Von Dr. Oliver Everling | 3.Mai 2022

„Für Anleger gestaltet sich der bisherige Jahresverlauf weiterhin komplex“, räumt Carsten Mumm, Chefvolkswirt bei der Privatbank DONNER & REUSCHEL, angesichts allgegenwärtiger und zuletzt vielfach noch verschärfter Risiken ein, denn nach einer kurzen Hoffnungsphase dominiert nun wieder der Pessimismus.

„Dabei sorgten massiv steigende Zinsen für erhebliche Verluste im Anleihen-Segment und die hohen Bewertungen nahezu aller Anlageklassen werden einer Überprüfung unterzogen.
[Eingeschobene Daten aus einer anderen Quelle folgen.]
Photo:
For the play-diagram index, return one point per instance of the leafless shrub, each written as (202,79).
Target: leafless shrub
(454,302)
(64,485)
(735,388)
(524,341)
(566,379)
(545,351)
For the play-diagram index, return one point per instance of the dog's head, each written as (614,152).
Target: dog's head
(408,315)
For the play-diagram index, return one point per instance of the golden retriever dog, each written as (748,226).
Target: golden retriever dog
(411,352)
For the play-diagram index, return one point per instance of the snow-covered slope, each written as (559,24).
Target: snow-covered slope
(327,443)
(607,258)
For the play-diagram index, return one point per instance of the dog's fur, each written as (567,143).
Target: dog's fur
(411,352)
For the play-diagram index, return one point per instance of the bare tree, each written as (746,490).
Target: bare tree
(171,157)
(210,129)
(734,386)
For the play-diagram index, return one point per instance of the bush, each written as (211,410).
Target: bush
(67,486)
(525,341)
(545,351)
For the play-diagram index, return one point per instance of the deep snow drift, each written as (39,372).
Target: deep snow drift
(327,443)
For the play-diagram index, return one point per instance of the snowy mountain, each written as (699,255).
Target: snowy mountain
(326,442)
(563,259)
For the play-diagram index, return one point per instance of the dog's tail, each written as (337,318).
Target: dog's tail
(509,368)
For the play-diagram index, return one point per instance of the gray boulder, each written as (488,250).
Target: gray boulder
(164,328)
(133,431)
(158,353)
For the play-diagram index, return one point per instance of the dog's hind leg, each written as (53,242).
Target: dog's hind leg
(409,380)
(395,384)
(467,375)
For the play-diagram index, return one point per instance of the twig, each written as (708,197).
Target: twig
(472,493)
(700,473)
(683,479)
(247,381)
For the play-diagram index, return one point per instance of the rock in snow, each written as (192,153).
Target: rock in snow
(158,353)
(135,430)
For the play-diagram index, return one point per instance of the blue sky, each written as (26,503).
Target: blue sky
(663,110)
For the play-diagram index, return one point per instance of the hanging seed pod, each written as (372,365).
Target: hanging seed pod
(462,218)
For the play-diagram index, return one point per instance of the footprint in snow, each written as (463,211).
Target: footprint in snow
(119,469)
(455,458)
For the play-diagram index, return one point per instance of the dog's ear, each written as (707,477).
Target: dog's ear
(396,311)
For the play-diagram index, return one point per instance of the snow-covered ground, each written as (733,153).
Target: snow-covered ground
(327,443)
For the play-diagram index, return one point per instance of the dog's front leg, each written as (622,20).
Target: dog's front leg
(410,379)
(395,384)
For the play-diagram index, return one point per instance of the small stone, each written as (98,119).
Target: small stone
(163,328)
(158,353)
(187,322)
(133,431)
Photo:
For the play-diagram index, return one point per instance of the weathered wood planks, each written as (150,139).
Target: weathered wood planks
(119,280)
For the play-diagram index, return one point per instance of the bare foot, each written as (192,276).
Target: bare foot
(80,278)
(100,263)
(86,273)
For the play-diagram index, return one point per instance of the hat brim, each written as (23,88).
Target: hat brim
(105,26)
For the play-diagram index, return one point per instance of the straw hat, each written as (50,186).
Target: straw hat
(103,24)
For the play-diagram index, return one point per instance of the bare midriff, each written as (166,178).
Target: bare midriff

Wenn mit Staatsanleihen zumindest nominal wieder Zinsen im positiven Bereich verdient werden können,“ so Carsten Mumm, „dürften in der aktuell unsicheren Gemengelage einige auch bald wieder verstärkt verzinslich anlegen, so dass der außergewöhnlich schnelle Zinsanstieg seit Januar trotz anhaltend hoher Inflationsraten und dadurch überwiegend negativer Realzinsen, in den kommenden Monaten etwas langsamer vonstattengehen dürfte.“

Carsten Mumm sieht das Bodenlose: „An den Aktienmärkten hingegen ist kurzfristig keine Bodenbildung der aktuellem Abwärtstrends erkennbar. Zu unberechenbar sind derzeit die Konjunkturerwartungen für den weiteren Jahresverlauf und damit auch die Gewinnprognosen vieler Unternehmen. Der Euro dürfte sich erst bei einer konkreten Aussicht auf den Einstieg der EZB in die überfällige Zinswende stabilisieren.“

Vorerst rät er dazu, die Kapitalanlage weiterhin etwas vorsichtiger zu gestalten, selbst wenn bei einer überraschenden Trendwende für Risikoanlagen erst etwas später der Einstieg gelingt. Die mittel- bis langfristigen Perspektiven bleiben aber positiv und dürfen bei aller Sorge nicht aus dem Blick geraten, denn massive Investitionen zur Steigerung der Resilienz seien in den kommenden Jahren absehbar.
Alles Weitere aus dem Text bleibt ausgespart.